Queria que ela se orgulhasse dele por ter passado na Universidade S.

Mas não foi assim.

No dia do resultado do vestibular, coincidiu com o resultado das provas do meio-irmão mais novo.

Sua mãe comemorou os 80 pontos de matemática do irmão, e o boletim do vestibular de Xie Yang ela mal olhou antes de largar na mesa.

A diferença era óbvia.

Ele já deveria saber, desde o divórcio dos pais.

Ninguém quis levá-lo, preferiram deixá-lo com a avó no interior.

Sua existência era um fardo entre os dois.

Mesmo assim, ainda mantinha a esperança tola de ser notado, de que lembrassem dele.

Naquela manhã, esperou por muito tempo.

Tinham combinado um horário, mas ela não apareceu.

Sabia que provavelmente estava ocupada, mas no fundo era só uma desculpa.
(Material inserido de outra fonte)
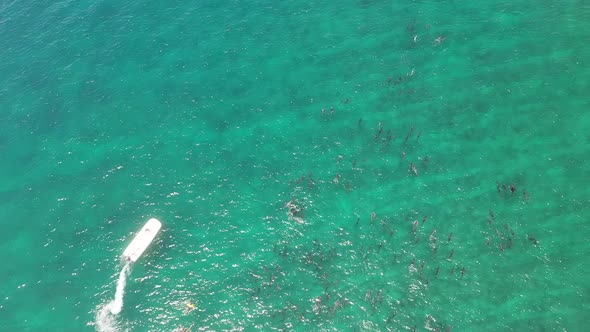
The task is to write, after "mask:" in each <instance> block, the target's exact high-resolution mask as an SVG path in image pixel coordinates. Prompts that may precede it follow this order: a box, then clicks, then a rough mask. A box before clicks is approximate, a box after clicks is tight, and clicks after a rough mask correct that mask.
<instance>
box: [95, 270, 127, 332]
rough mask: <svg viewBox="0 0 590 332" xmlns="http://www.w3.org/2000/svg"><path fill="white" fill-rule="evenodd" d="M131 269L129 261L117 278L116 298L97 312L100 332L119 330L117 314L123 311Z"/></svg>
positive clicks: (116, 330)
mask: <svg viewBox="0 0 590 332" xmlns="http://www.w3.org/2000/svg"><path fill="white" fill-rule="evenodd" d="M130 270H131V263H130V262H127V263H126V264H125V266H123V269H121V273H119V279H118V280H117V290H116V291H115V298H114V299H113V300H112V301H111V302H109V303H107V304H106V305H104V306H103V307H102V308H100V309H99V310H98V312H97V313H96V329H97V330H98V331H99V332H117V331H119V327H118V324H117V321H116V320H115V316H116V315H118V314H119V313H121V310H122V309H123V295H125V284H126V283H127V276H128V275H129V271H130Z"/></svg>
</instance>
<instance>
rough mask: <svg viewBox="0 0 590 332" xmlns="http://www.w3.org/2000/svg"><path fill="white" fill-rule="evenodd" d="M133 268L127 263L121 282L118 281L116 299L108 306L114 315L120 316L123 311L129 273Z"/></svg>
mask: <svg viewBox="0 0 590 332" xmlns="http://www.w3.org/2000/svg"><path fill="white" fill-rule="evenodd" d="M130 267H131V265H130V263H129V262H127V263H126V264H125V266H123V269H122V270H121V273H120V274H119V280H118V281H117V291H116V292H115V299H114V300H113V301H111V303H109V304H107V307H108V308H109V310H110V311H111V313H112V314H113V315H118V314H119V313H120V312H121V309H123V295H124V294H125V284H126V283H127V273H128V272H129V268H130Z"/></svg>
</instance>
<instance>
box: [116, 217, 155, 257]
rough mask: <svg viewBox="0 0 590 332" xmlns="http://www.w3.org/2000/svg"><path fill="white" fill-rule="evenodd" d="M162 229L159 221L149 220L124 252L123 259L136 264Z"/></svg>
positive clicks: (136, 235)
mask: <svg viewBox="0 0 590 332" xmlns="http://www.w3.org/2000/svg"><path fill="white" fill-rule="evenodd" d="M160 228H162V223H161V222H160V221H159V220H158V219H156V218H152V219H150V220H148V222H146V223H145V225H143V227H142V228H141V230H140V231H139V233H137V235H135V237H134V238H133V240H132V241H131V243H129V245H128V246H127V248H126V249H125V251H123V258H124V259H126V260H128V261H132V262H136V261H137V260H138V259H139V257H140V256H141V255H142V254H143V252H144V251H145V250H146V249H147V247H149V245H150V244H151V243H152V241H153V240H154V238H156V235H157V234H158V232H159V231H160Z"/></svg>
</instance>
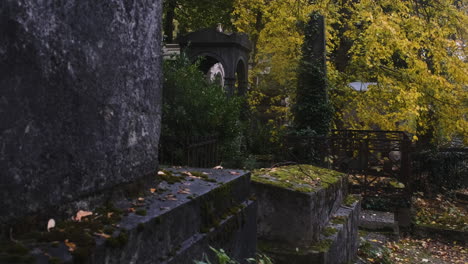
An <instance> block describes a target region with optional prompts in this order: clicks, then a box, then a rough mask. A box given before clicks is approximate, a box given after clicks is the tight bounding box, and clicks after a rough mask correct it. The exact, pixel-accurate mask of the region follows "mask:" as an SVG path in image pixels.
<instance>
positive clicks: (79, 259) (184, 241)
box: [0, 168, 257, 264]
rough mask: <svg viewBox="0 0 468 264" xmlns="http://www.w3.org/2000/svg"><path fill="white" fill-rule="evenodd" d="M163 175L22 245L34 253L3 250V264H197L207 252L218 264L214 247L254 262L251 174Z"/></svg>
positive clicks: (179, 172) (238, 257) (253, 232)
mask: <svg viewBox="0 0 468 264" xmlns="http://www.w3.org/2000/svg"><path fill="white" fill-rule="evenodd" d="M164 173H165V175H160V177H158V178H160V179H162V180H163V181H162V182H160V183H159V184H158V181H159V180H158V181H156V179H155V182H154V185H149V186H147V189H148V190H151V192H147V193H146V195H144V196H143V197H137V198H134V199H133V200H124V201H121V202H118V203H116V204H115V206H112V207H113V208H112V209H110V208H106V209H105V210H97V211H95V212H93V215H91V216H88V217H86V218H83V219H82V220H81V222H76V221H67V222H66V223H58V224H57V227H56V228H55V229H52V230H51V232H46V231H45V228H44V232H42V233H40V234H34V239H31V238H28V239H24V240H22V241H21V242H20V244H22V245H25V246H26V248H27V251H29V253H27V252H23V254H22V255H18V254H17V252H19V250H13V251H11V252H10V251H8V250H7V251H8V252H10V253H8V252H6V253H4V252H2V250H1V249H0V263H3V262H2V261H7V262H6V263H11V261H10V262H8V261H9V260H20V261H23V262H21V263H34V262H35V263H44V264H45V263H108V264H111V263H116V264H117V263H138V264H146V263H147V264H153V263H171V264H184V263H187V264H189V263H190V264H192V263H193V261H194V260H202V257H203V255H204V254H206V255H207V256H208V257H209V258H210V260H211V261H214V255H213V252H211V251H210V250H209V246H212V247H214V248H216V249H221V248H222V249H224V250H225V251H226V252H227V253H228V254H229V255H230V256H231V257H233V258H234V259H238V260H245V259H246V258H250V257H254V256H255V252H256V221H255V219H256V210H257V207H256V201H254V200H251V199H250V198H251V196H250V195H251V194H250V173H248V172H244V171H238V170H229V171H228V170H199V169H190V168H183V169H169V170H167V171H164ZM114 207H115V208H114ZM116 208H118V209H116ZM117 215H118V217H115V216H117ZM114 217H115V218H114ZM103 219H104V220H105V221H103ZM83 227H87V228H83ZM76 231H78V234H75V232H76ZM16 247H17V246H16ZM28 261H29V262H28ZM16 262H18V261H16ZM16 262H13V263H16ZM18 263H20V262H18ZM242 263H243V262H242Z"/></svg>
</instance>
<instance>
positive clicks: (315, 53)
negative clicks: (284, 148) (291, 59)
mask: <svg viewBox="0 0 468 264" xmlns="http://www.w3.org/2000/svg"><path fill="white" fill-rule="evenodd" d="M304 34H305V37H304V44H303V46H302V58H301V61H300V63H299V69H298V84H297V90H296V103H295V105H294V106H293V109H292V111H293V114H294V124H295V128H296V129H298V130H302V129H311V130H314V131H315V132H316V134H318V135H326V134H327V133H328V132H329V131H330V123H331V120H332V113H333V108H332V106H331V104H330V103H329V101H328V89H327V71H326V61H325V55H326V54H325V52H326V49H325V25H324V18H323V16H321V15H320V14H319V13H318V12H313V13H311V14H310V16H309V21H308V23H307V24H306V25H305V28H304Z"/></svg>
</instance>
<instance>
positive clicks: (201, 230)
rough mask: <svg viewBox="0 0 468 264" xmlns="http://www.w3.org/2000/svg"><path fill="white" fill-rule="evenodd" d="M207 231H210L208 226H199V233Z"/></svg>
mask: <svg viewBox="0 0 468 264" xmlns="http://www.w3.org/2000/svg"><path fill="white" fill-rule="evenodd" d="M208 232H210V228H208V227H202V228H200V233H208Z"/></svg>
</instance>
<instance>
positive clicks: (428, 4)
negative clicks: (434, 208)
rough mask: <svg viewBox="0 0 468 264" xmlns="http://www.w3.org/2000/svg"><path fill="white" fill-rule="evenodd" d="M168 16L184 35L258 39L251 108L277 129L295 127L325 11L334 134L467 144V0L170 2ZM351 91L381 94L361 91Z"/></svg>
mask: <svg viewBox="0 0 468 264" xmlns="http://www.w3.org/2000/svg"><path fill="white" fill-rule="evenodd" d="M168 6H170V8H168ZM165 8H166V11H165V20H166V21H169V20H170V19H168V14H170V10H172V11H173V13H172V15H173V17H172V19H173V20H175V21H177V23H176V24H178V26H179V29H178V30H179V31H181V32H182V33H183V32H184V31H187V30H196V29H199V28H202V27H207V26H211V27H213V26H215V25H216V24H217V23H222V24H223V25H224V26H225V27H227V28H228V29H229V28H231V29H232V30H234V31H241V32H246V33H248V34H249V35H250V38H251V40H252V42H253V44H254V50H253V53H252V58H251V62H250V64H251V66H252V69H251V72H250V78H251V79H250V86H251V89H250V93H249V103H250V106H251V109H252V110H253V113H254V114H256V115H257V116H259V117H261V118H260V119H262V120H263V121H266V122H269V124H273V126H274V127H276V128H281V127H284V126H285V125H287V124H288V123H289V122H290V120H291V112H290V106H291V105H292V104H293V102H294V101H295V100H296V94H295V88H296V85H297V76H298V74H297V73H298V67H299V60H300V58H301V55H302V53H301V47H302V44H303V42H304V34H305V32H304V25H305V24H306V22H307V17H308V15H309V14H310V13H311V12H312V11H320V13H321V14H323V15H324V16H325V17H326V25H327V27H326V31H327V65H328V71H327V74H328V81H329V87H330V93H331V94H330V99H331V102H332V103H333V105H334V108H335V116H334V126H335V128H346V129H348V128H349V129H351V128H352V129H383V130H403V131H407V132H410V133H411V134H413V135H414V140H418V139H419V140H420V141H425V142H429V141H431V142H432V143H434V144H437V145H440V144H444V143H446V142H450V141H451V140H452V139H453V138H454V137H455V138H461V139H463V140H464V142H465V144H467V143H468V142H467V141H468V120H467V119H468V116H467V115H468V114H467V113H468V57H467V47H468V46H467V39H468V33H467V29H468V26H467V25H468V4H467V2H466V1H461V0H407V1H392V0H359V1H356V0H316V1H310V0H276V1H271V0H216V1H204V0H203V1H188V0H168V1H166V2H165ZM169 18H170V16H169ZM165 24H166V25H167V23H165ZM166 32H167V30H166ZM171 32H172V31H171ZM166 35H167V33H166ZM351 82H372V83H375V84H376V85H372V86H369V89H368V90H367V91H366V92H359V91H354V90H353V89H351V88H350V87H349V83H351Z"/></svg>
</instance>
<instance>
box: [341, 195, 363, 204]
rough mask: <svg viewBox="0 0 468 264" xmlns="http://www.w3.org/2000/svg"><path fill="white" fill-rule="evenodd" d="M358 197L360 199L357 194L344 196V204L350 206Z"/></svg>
mask: <svg viewBox="0 0 468 264" xmlns="http://www.w3.org/2000/svg"><path fill="white" fill-rule="evenodd" d="M359 199H360V197H359V195H354V194H350V195H348V196H346V198H345V199H344V201H343V203H344V204H345V205H346V206H352V205H353V204H354V203H355V202H357V201H359Z"/></svg>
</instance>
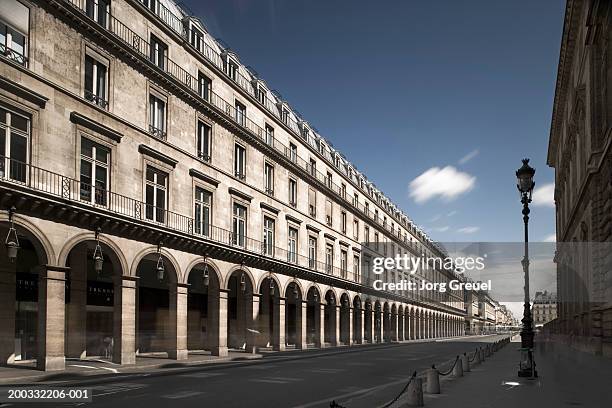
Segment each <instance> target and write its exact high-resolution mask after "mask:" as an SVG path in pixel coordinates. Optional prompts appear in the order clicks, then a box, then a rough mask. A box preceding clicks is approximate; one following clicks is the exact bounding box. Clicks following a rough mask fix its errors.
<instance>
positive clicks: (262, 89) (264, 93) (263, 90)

Sabia que, para ela, a matrícula era insignificante, e ela não lembrava da data.

Então, ao ouvi-la falar “amanhã”, soube o que significava.

Era só uma matrícula, ele podia fazer sozinho.

Nem se sentia decepcionado, já estava acostumado.

Vendo a transferência de três mil reais na conta, Xie Yang salvou o comprovante.

Depois de lavar e estender a roupa, voltou para a cama e começou a fazer anotações.

Tinha um caderno de contas, onde registrava todos os gastos diários.

Possuía três cartões: um do trabalho, outros dois para onde os pais depositavam pensão mensalmente.

Mas nunca tocou no dinheiro dos pais.

Achava que, algum dia, teria de devolver.

Por isso, sempre manteve a vida com o que ganhava no trabalho.

Estudava com afinco, não só para chamar atenção dos pais, mas também para ganhar bolsa e custear a universidade.

Era econômico, nunca gastava à toa.

Mesmo nos momentos mais difíceis, jamais pensou em usar o dinheiro dos pais, anotando cada centavo transferido.

Pretendia devolver os dois cartões intactos após se formar.

E então, cortar o elo de vez.

Os sons dos colegas jogando continuavam, Xie Yang pôs os fones e fechou os olhos.

“Caramba, meu pentakill!”

“Grava logo, vou postar no grupo.”

“Só conseguiu porque deixei o último pra você.”

“Ok, valeu, pai, obrigado.”

Su Huai olhou na direção de Xie Yang e franziu a testa: “Falem baixo, Xie Yang já dormiu.”

“Certo, já está tarde.”

“Por hoje basta, amanhã continuamos.”

“Vamos dormir também.”

O dormitório foi ficando silencioso.

Xie Yang, porém, não dormia; seus pensamentos estavam confusos.

Pegou o celular, abriu o WeChat e, no campo de adicionar contato, digitou uma longa sequência de números.

Como não tinha o contato, só podia ver a foto de perfil e o nome do outro.

Mas o outro nunca mudava nada: uma foto em preto e branco, um nome simples e sem frase de perfil, assim por um ano inteiro.

Xie Yang ficou um tempo olhando para a tela antes de, relutante, fechar o aplicativo.

Hoje era o dia da matrícula, será que ele também veio?

Será que está no mesmo prédio?

Xie Yang não pôde evitar se encher de expectativa pela chegada do amanhecer.

Será que amanhã teria a chance de vê-lo?